A staunch Democrat, Si gracefully ceded his second re-election to that seat in 1916 when Republicans took over local politics in Juneau. But he couldn’t stay away from the law. The governor of Alaska asked Si to become Southeast Alaska’s U.S. marshal. Democratic President Woodrow Wilson, when asked to confirm Si’s appointment, at first expressed reluctance to do so due to Si’s advanced age of 67. He was told that “Marshal Tanner is the youngest old man you will ever see.” Just to show how fit a man he remained, Si was still playing shortstop in the annual Alaska British-Columbia Yukon baseball championships in Skagway and saw no reason to quit, baseball remaining a passion of his until he died. Confirmed as U.S. marshal, Si served the Southeast until the Republican administration of Warren Harding in 1921.
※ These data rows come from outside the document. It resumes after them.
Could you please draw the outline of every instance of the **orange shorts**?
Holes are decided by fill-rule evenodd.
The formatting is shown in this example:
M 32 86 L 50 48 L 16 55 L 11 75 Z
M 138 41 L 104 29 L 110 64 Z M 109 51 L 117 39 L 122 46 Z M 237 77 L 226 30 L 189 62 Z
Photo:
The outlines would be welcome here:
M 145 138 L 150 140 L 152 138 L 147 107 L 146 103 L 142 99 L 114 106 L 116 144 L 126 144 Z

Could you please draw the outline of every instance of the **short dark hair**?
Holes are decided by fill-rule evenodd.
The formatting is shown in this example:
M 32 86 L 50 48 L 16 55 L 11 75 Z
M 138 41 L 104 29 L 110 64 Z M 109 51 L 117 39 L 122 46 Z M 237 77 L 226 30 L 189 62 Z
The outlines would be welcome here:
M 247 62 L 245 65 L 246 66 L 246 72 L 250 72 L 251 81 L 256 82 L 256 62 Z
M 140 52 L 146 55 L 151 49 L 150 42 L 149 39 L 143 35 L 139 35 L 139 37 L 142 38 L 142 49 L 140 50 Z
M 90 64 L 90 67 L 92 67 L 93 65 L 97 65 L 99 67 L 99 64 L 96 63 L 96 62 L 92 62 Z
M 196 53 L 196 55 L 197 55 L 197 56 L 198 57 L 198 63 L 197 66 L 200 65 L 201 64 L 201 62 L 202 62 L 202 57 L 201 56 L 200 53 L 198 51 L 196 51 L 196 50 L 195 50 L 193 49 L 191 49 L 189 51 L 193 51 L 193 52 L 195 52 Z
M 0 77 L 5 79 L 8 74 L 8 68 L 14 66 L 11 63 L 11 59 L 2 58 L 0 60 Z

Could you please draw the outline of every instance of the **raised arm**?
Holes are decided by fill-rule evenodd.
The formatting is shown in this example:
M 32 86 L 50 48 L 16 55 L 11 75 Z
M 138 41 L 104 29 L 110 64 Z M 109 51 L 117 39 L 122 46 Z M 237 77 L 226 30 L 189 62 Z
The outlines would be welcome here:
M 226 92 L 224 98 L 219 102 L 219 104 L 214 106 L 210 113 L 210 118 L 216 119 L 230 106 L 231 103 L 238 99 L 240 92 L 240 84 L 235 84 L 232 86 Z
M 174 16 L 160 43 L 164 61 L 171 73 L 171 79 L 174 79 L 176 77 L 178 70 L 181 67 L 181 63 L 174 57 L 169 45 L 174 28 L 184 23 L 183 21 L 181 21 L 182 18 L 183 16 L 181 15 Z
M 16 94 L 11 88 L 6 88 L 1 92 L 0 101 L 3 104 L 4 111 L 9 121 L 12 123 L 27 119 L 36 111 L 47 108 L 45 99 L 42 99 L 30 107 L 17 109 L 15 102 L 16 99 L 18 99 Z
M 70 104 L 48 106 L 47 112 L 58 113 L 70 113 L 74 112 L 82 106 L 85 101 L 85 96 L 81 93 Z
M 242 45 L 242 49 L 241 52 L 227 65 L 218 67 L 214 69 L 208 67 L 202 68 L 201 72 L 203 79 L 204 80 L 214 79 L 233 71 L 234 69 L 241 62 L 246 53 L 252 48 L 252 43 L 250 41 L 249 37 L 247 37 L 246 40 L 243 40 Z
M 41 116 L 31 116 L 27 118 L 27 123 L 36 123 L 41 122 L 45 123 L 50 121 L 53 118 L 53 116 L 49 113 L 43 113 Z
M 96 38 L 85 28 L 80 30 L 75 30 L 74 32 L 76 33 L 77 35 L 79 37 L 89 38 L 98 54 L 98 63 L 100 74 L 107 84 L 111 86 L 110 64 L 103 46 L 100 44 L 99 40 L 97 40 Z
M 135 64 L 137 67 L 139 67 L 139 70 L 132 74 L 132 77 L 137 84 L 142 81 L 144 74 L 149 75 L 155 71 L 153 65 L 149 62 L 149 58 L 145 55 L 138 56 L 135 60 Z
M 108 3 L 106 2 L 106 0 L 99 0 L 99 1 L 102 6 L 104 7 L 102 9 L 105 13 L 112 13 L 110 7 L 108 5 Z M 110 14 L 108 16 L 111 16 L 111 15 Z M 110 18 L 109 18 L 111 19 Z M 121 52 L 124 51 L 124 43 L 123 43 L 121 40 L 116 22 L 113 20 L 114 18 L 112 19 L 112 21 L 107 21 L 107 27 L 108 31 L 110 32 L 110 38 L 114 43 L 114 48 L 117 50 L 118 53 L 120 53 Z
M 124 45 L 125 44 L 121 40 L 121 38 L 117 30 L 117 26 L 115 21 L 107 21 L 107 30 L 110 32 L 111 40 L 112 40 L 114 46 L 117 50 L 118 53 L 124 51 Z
He retired to his hardware store in Skagway, finally content to compare stories of the gold rush days of ’98 with the other old-timers. On September 20, 1927, Si ate dinner with his son Fred and his daughter-in-law Frances. They all sat down for a game of cards afterwards. He enjoyed that game, like he always did with the family. He went to bed, 78 years old, still strong, still rock solid, still a man of law and justice. He died of a heart attack an hour later.
Did Reid Kill Soapy?
One question still haunts the legend tellers of Skagway. The caliber of the bullet found in Soapy’s body on July 8, 1898, didn’t match that of Frank Reid’s pistol. Although Frank is hailed as Soapy Smith’s killer, the angle of the bullet’s entry came from the right, not straight ahead, where Frank stood. Si and Frank helped organize the Committee of 101, the vigilante group that harassed Soapy and ultimately drove his gang from Skagway. Si stood not far from Frank when the fatal bullet was fired.
Reid fans—even the Tanner family—say Si was unarmed. Was he? A man who owned a Winchester and volunteered to guard the wharf against a gang of cutthroats? The town needed a martyr in Frank, not a living murderer who could face an inquisition. They also needed a man who could take over and clean up their town for them, not someone awaiting a prosecutor’s questions, the target of a gang’s vengeance. Unless someone has the bullet that killed Soapy, we’ll never really know who fired the fatal shot. And this author suspects that Si would never have told a soul.